En ce mois de juillet 1989, toutefois, personne ne se préoccupait de géopolitique et de ses éventuelles conséquences sur les futures compétitions internationales. Non, ce qui passionnait les foules et le Peuple du Tour, c’était bien le duel que se livrerait Laurent Fignon et Greg LeMond.
Brisés dans leur élan, les deux champions d’exception avaient vécu des années difficiles. Le premier avait mis plus de quatre ans pour retrouver – quoique imparfaitement – la plénitude de son physique, après une sévère opération à la cheville gauche. Le second avait enfin récupéré la fluidité de sa pédalée, malgré l’accident de chasse, deux ans plus tôt, qui l’avait laissé avec l’abdomen et la poitrine criblés de grenaille de plomb.

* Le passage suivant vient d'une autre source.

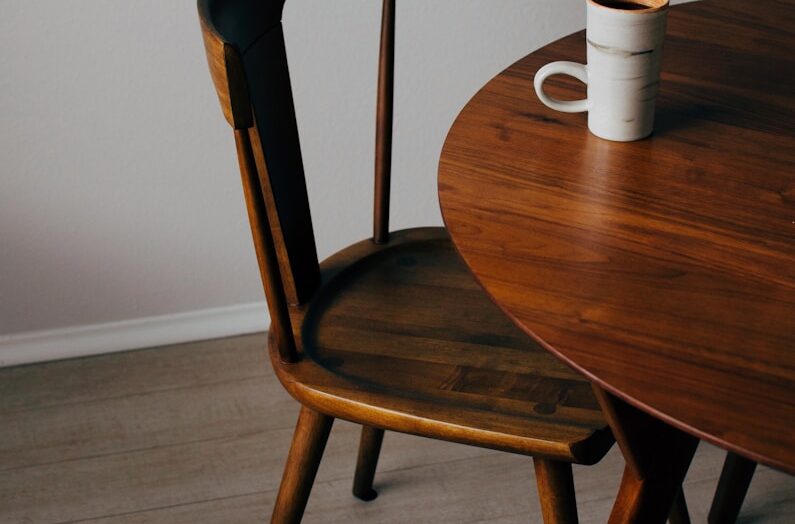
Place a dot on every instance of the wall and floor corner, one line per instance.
(121, 216)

Pour le Français, qu’on avait enterré vivant un peu tôt, l’enjeu de ce Tour n’était pas mince. Vainqueur un mois plus tôt d’un Tour d’Italie dont il avait maîtrisé les moindres détails, il était non seulement redevenu le coureur que l’on connaissait, intelligent, puissant et courageux, mais, cette fois, se profilait un éventuel doublé historique Giro-Tour qui lui avait été volé en 1984, ce qui, par la même occasion, le ferait entrer dans la catégorie très restreinte des triples vainqueurs de la Grande Boucle, à la hauteur d’un Louison Bobet par exemple. Lucide, Laurent avait d’ailleurs confessé à son kinési et ami Alain Gallopin, plusieurs mois auparavant: «Crois-moi, 1989 sera ma dernière année pour gagner le Tour.» A bientôt 29 ans, le Parisien savait qu’il vivait une sorte d’apothéose des performances de son corps et qu’il ne devait pas gâcher son ultime chance de grandeur, comme si, avant l’heure, il entrevoyait son inéluctable chant du cygne, malgré l’appui de toute l’équipe Super U (émanation de l’ex-équipe Renault), toujours considérée comme l’une des meilleures du monde avec Rué, Barteau, Marie, Pascal Simon, Garde, Riis, etc., et le soutien inébranlable du sorcier Cyrille Guimard. Dans cette période de grands bouleversements du vélo, dont on sentait bien qu’il mutait irrémédiablement vers autre chose, Guimard avait préservé cette faculté d’adaptation face aux nouvelles générations. Il préparait toujours des plans de travail personnalisés et il lui suffisait de voir rouler un gars pendant un stage pour savoir où en était le coureur en question. Toujours cette science dans le regard et l’analyse des situations. Il semblait tout mettre sous contrôle, même ce qui lui échappait…
Fignon en jaune. |
A quatre jours de l’arrivée, malgré la perte stupide de 14 secondes pour Fignon dans la descente vers Briançon (petit effet, grande cause !) et une bataille homérique entre les deux hommes dans l’Alpe d’Huez (LeMond avait fini par craquer), le Parisien pointait en tête avec près d’une minute d’avance. La victoire lui tendait les bras. Les journalistes avaient déjà rédigé leurs articles à sa gloire. Quand tout s’écroula.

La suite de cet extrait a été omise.